Gegenüber Libyen, dem Irak, Syrien und Jemen erscheint Ägypten vordergründig als Oase der Stabilität. Diese Art der Stabilität gründet sich aber nicht auf eine wirtschaftliche Entwicklung und allgemeine gesellschaftliche Akzeptanz, sondern auf den Sicherheitsapparat. Mit dem Militärputsch gegen den früheren Präsidenten Mursi wurde die Organisation der Moslembrüder zerschlagen, jegliche Opposition verfolgt.
Die aktuelle Regierung folgt nicht einfach nur den Vorgaben des Westens. Auf der Konferenz in Riad vom 20./21. Mai, deren Abschlusserklärung der Verurteilung des Iran als Unterstützer des internationalen Terrorismus galt, kamen kritische Worte von der ägyptischen Regierung. Sie weiß um die Gefahr für die Stabilität des Landes, die von den Terroristen des IS und al-Nusra ausgeht – nicht vom Iran.
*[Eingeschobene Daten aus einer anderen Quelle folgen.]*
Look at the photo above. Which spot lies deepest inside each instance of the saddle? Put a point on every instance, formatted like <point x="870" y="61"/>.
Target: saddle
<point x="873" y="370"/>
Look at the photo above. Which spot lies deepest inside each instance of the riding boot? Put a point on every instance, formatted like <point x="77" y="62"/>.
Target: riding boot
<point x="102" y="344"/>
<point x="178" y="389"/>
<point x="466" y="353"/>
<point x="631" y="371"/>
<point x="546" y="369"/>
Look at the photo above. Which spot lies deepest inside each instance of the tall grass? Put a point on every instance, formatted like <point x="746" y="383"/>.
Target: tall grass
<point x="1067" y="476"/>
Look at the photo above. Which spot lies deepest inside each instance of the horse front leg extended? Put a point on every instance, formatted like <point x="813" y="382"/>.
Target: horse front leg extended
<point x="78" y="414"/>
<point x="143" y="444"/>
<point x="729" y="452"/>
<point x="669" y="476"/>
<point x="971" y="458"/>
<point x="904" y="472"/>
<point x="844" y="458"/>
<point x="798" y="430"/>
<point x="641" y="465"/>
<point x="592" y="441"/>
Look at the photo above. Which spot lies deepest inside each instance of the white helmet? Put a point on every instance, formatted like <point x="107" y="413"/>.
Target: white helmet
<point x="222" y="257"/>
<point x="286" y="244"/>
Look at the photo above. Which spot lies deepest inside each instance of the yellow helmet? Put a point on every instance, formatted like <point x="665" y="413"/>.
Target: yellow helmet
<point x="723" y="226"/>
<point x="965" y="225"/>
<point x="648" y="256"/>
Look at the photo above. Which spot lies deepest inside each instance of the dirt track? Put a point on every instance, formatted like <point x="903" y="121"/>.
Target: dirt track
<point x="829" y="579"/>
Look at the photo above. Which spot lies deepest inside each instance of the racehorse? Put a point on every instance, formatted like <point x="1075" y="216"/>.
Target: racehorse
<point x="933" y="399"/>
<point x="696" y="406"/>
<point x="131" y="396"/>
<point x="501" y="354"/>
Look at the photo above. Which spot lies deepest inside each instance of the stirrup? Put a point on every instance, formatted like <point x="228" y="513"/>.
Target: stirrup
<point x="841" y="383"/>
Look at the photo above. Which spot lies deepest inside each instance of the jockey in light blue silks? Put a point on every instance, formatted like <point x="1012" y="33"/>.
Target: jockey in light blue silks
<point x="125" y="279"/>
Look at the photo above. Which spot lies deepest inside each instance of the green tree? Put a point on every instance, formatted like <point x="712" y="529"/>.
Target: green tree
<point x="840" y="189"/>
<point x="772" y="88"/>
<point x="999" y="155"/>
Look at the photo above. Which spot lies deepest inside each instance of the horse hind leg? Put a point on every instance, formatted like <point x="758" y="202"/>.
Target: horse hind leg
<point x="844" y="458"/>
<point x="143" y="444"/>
Die Stabilität Ägyptens wird auch von der schlechten wirtschaftlichen Lage bedroht. Im November 2016 wertete die Regierung das ägyptische Pfund ab und erhob zusätzliche Importsteuern. Die Folge war aber nicht der erwünschte Wirtschaftsaufschwung, sondern Preissteigerungen. Sie belasten das Alltagsleben der besser situierten Mittelschichten und erschweren massiv die Lage der Millionen Menschen in Ägypten, die unter der Armutsgrenze leben.
Gegenüber dem Vorjahr lag die Inflation im Februar bei 33 Prozent, die Preise für Lebensmittel stiegen noch mehr. Ein Kredit des IWF ist an die bekannten Bedingungen geknüpft: Streichung oder Reduzierung von Subventionen für Treibstoff, Elektrizität und Nahrungsmittel. Die Regierung wurde umgebildet, doch versuchte Reformen scheitern an der umfassenden Korruption und Bürokratie, die nach wie vor Ägypten beherrschen.
Heftige Kämpfe gibt es immer wieder vor allem im Nordteil des Sinai. Diese Kämpfe zwischen bewaffneten Gruppen, die sich mittlerweile zum IS bekennen und den Sicherheitskräften, tangieren die große Mehrheit der ägyptischen Bevölkerung nicht. So kann die Regierung sie weitgehend ignorieren. Dabei sind hier in den letzten Jahren Hunderte Mitglieder der Sicherheitskräfte getötet worden, Zehntausende Einwohner wurden vertrieben.
Zunehmend geraten christliche Kopten ins Visier des IS. Sie bilden mit ca. 10 Prozent der Bevölkerung eine relativ kleine Minderheit in Ägypten, stellen aber die größte Gruppe von Christen im Nahen Osten dar.
Sie sind auch außerhalb des Sinai zunehmend das Ziel von Angriffen des IS. An Palmsonntag tötete er 45 Kopten in zwei Anschlägen auf Kirchen. Ende Mai töteten Terroristen 29 Kopten in einem Reisebus.
Die letzten Anschläge stellten zunehmend die Fähigkeit des Präsidenten al-Sisi in Frage, die Stabilität im Lande aufrecht zu erhalten – und ohne Stabilität gibt es keine ausländischen Investitionen. Die Reaktion kam prompt und massiv: Die ägyptische Luftwaffe flog eine Reihe von Angriffen auf Ausbildungslager des IS in Libyen.
Al-Sisi erklärte auch, gegen jedes Land vorgehen zu wollen, das den Terrorismus unterstütze und die Stabilität Ägyptens gefährde. Der Bannspruch traf Katar: Gemeinsam mit Saudi-Arabien, Bahrain, dem Jemen und den Vereinigten Arabischen Emiraten brach Ägypten alle diplomatischen Beziehungen zu Katar ab. Dabei haben diese Länder ganz unterschiedliche Interessen in der Region.
Wie stabil kann das ägyptische Herrschaftssystem angesichts der Krisen bleiben? Die Abwertung der ägyptischen Währung im letzten November und ihre Folgen, die Maßnahmen, die der IWF fordert, sind nicht geeignet, die Situation zu beruhigen. Womöglich finden al-Nusra und der IS nach den Niederlagen in Syrien und dem Irak hier ein neues Rekrutierungsfeld.